Practical Structure: Why Enterprise Architecture Must Clearly Represent All 15 Enterprise Departments
- Sunil Dutt Jha
- Mar 16
- 3 min read
Updated: Apr 2
Top-performing CEOs spend decades deeply understanding their enterprises—every function, every interdependency, every critical system. Just as doctors clearly understand the interconnected anatomy of the human body, successful executives master the complex anatomy of their enterprises.
Unfortunately, frameworks like TOGAF fail because they narrowly start and end with IT, missing critical elements clearly essential for strategic enterprise integration.
Let’s clearly understand why genuine Enterprise Architecture must structurally represent all 14 clearly defined departments, just like a comprehensive understanding of human anatomy clearly integrates every organ system.
1. Clearly Defining Each Department as an "Enterprise Organ System"- Airlines Anatomy Model
Just as the human body clearly integrates distinct yet interconnected systems—circulatory, nervous, digestive—an enterprise clearly functions through explicitly defined departments, each clearly playing a specialized role.

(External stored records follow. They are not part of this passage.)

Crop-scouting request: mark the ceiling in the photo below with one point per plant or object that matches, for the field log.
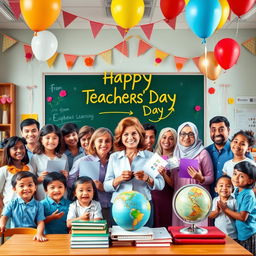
(96, 10)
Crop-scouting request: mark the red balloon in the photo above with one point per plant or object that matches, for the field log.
(171, 8)
(241, 7)
(227, 52)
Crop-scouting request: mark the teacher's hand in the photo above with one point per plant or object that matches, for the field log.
(126, 175)
(161, 170)
(197, 175)
(140, 175)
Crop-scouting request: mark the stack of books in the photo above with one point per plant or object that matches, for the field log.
(214, 236)
(89, 234)
(161, 238)
(122, 237)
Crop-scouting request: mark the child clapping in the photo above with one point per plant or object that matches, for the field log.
(24, 211)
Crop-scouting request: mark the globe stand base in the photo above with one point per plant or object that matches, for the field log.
(193, 230)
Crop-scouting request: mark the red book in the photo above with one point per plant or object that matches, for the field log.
(213, 232)
(199, 241)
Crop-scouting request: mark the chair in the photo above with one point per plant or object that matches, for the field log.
(13, 231)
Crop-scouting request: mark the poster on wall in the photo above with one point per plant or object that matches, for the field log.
(245, 119)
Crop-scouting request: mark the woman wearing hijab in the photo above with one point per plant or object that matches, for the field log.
(189, 146)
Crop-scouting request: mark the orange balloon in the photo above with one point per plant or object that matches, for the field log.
(209, 66)
(40, 14)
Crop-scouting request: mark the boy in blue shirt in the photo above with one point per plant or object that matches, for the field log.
(243, 179)
(24, 211)
(55, 205)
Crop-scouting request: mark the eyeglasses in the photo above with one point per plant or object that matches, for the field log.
(190, 134)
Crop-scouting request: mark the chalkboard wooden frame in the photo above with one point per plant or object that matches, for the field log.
(193, 113)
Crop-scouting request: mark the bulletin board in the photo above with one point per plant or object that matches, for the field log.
(102, 100)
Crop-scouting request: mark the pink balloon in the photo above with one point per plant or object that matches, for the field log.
(241, 7)
(171, 8)
(227, 52)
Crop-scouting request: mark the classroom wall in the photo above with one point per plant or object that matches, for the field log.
(238, 81)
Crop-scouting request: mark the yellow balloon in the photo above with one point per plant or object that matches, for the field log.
(40, 14)
(127, 13)
(209, 66)
(224, 13)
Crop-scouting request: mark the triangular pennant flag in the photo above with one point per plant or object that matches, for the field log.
(160, 56)
(107, 56)
(143, 47)
(28, 52)
(196, 61)
(250, 45)
(89, 60)
(7, 42)
(15, 7)
(95, 27)
(171, 22)
(179, 62)
(122, 31)
(122, 47)
(147, 29)
(70, 60)
(51, 61)
(68, 18)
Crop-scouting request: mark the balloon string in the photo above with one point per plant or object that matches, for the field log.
(237, 26)
(205, 58)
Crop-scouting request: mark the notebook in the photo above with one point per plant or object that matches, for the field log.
(199, 241)
(118, 233)
(213, 232)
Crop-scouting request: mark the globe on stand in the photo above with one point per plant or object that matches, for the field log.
(192, 204)
(131, 210)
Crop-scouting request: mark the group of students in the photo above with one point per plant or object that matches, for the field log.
(121, 159)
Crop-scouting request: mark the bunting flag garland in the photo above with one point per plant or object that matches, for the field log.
(107, 56)
(15, 7)
(51, 61)
(7, 42)
(171, 23)
(68, 18)
(122, 47)
(89, 60)
(143, 47)
(160, 56)
(147, 29)
(70, 60)
(196, 61)
(250, 45)
(28, 52)
(96, 27)
(180, 62)
(122, 31)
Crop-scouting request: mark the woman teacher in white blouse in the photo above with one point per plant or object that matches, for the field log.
(125, 168)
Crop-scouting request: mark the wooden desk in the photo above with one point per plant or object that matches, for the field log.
(59, 245)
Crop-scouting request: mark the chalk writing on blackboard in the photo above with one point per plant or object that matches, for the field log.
(102, 100)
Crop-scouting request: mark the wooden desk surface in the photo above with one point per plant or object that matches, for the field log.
(59, 245)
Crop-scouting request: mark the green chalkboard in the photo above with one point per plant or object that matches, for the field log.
(102, 100)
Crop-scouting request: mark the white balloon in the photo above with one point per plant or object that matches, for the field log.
(44, 45)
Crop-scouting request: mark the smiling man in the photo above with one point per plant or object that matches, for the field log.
(220, 150)
(30, 130)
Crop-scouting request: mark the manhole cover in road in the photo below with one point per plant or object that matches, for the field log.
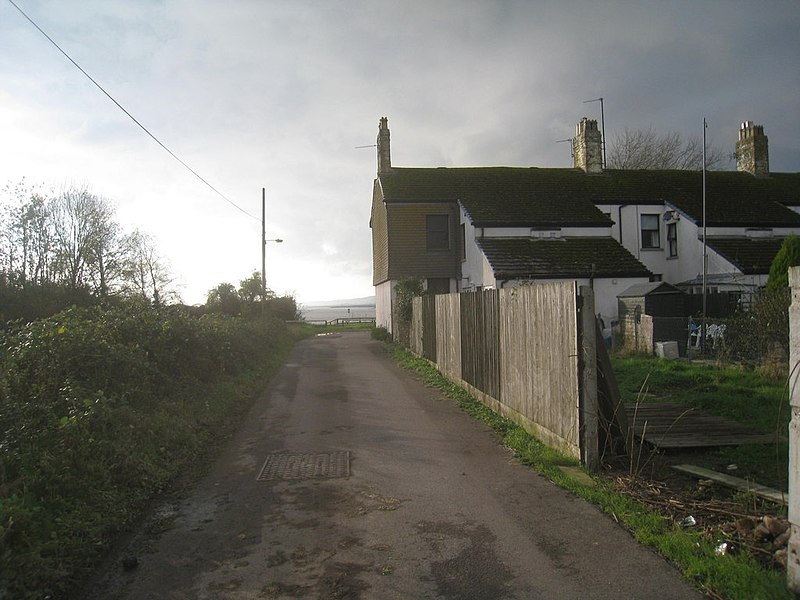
(306, 465)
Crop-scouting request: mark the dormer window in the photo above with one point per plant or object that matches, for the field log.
(651, 234)
(437, 232)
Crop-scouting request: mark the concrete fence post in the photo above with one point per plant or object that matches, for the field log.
(588, 359)
(793, 558)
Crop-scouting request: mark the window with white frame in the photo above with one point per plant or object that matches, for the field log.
(672, 239)
(651, 234)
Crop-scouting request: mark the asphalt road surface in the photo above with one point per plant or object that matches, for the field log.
(428, 505)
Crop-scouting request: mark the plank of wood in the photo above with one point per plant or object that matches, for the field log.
(736, 483)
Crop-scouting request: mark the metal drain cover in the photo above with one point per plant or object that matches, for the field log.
(305, 465)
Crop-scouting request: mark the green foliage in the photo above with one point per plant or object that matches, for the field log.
(788, 256)
(738, 394)
(249, 301)
(99, 410)
(224, 299)
(729, 576)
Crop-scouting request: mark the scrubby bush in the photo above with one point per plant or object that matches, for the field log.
(99, 409)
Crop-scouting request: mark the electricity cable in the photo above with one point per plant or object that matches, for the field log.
(134, 119)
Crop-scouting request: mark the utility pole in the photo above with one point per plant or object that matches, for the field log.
(705, 250)
(263, 248)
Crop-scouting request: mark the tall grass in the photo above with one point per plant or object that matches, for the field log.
(100, 408)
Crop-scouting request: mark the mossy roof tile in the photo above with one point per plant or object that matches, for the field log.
(526, 258)
(750, 255)
(519, 196)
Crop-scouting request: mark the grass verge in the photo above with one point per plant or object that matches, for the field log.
(727, 576)
(734, 393)
(100, 409)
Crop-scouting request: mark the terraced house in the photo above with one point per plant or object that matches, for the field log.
(467, 229)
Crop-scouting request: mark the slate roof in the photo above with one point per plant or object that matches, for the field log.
(578, 257)
(654, 288)
(508, 196)
(750, 255)
(499, 196)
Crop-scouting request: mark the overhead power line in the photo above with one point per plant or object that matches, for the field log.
(132, 118)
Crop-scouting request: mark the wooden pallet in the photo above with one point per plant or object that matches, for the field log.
(666, 425)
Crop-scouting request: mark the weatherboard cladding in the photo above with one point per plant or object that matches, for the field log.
(752, 256)
(407, 248)
(520, 196)
(580, 257)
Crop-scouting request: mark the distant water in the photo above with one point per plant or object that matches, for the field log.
(328, 313)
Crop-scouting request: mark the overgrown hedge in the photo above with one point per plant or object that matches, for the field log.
(99, 409)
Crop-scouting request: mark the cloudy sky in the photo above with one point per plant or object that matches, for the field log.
(259, 93)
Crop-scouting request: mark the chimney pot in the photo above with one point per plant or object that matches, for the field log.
(384, 150)
(752, 150)
(587, 146)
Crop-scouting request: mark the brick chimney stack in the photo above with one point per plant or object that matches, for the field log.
(384, 153)
(587, 146)
(752, 152)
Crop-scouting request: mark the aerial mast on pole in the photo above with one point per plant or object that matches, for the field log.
(602, 125)
(705, 252)
(263, 247)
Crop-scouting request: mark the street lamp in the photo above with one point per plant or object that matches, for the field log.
(264, 267)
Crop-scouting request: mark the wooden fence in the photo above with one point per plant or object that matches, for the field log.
(527, 352)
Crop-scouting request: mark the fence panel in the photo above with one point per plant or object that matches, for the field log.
(539, 371)
(480, 341)
(415, 343)
(429, 327)
(448, 335)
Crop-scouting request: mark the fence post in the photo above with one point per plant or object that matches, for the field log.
(588, 364)
(793, 558)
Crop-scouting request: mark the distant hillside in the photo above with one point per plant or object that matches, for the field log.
(346, 302)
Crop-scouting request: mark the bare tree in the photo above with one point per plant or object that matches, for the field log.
(646, 149)
(144, 273)
(84, 234)
(26, 237)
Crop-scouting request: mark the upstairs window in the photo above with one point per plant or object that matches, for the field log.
(651, 237)
(437, 232)
(672, 239)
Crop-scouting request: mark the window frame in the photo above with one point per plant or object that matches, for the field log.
(652, 244)
(672, 240)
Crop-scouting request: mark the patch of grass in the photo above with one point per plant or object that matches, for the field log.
(728, 576)
(100, 409)
(735, 393)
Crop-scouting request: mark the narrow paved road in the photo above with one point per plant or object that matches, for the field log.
(433, 507)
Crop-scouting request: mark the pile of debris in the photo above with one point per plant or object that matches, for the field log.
(767, 535)
(731, 525)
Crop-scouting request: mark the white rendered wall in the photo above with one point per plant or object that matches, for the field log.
(383, 304)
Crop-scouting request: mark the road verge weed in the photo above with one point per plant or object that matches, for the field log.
(100, 409)
(733, 577)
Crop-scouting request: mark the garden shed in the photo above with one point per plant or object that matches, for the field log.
(652, 312)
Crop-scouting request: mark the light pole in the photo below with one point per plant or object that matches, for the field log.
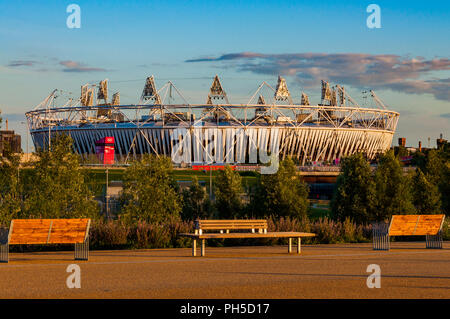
(27, 140)
(107, 196)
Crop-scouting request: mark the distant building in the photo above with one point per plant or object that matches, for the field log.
(440, 142)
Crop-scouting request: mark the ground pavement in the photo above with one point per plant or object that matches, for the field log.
(408, 270)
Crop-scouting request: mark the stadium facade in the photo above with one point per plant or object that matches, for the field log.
(165, 123)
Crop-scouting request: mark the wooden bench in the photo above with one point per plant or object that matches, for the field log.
(48, 231)
(255, 228)
(409, 225)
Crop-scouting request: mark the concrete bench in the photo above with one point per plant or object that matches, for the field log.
(254, 228)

For example, consider the airline industry, where each department clearly functions as an essential integrated system. Here is definition for each of the 15 departments for ICMG "One Airlines, One Anatomy: Integrated across departments of the Enterprise":
Operational Departments (Ensuring Smooth Airline Operations)
Flight Operations: Manages flight scheduling, crew assignments, and overall flight logistics.
Cabin Services: Responsible for passenger comfort, in-flight amenities, and cabin management.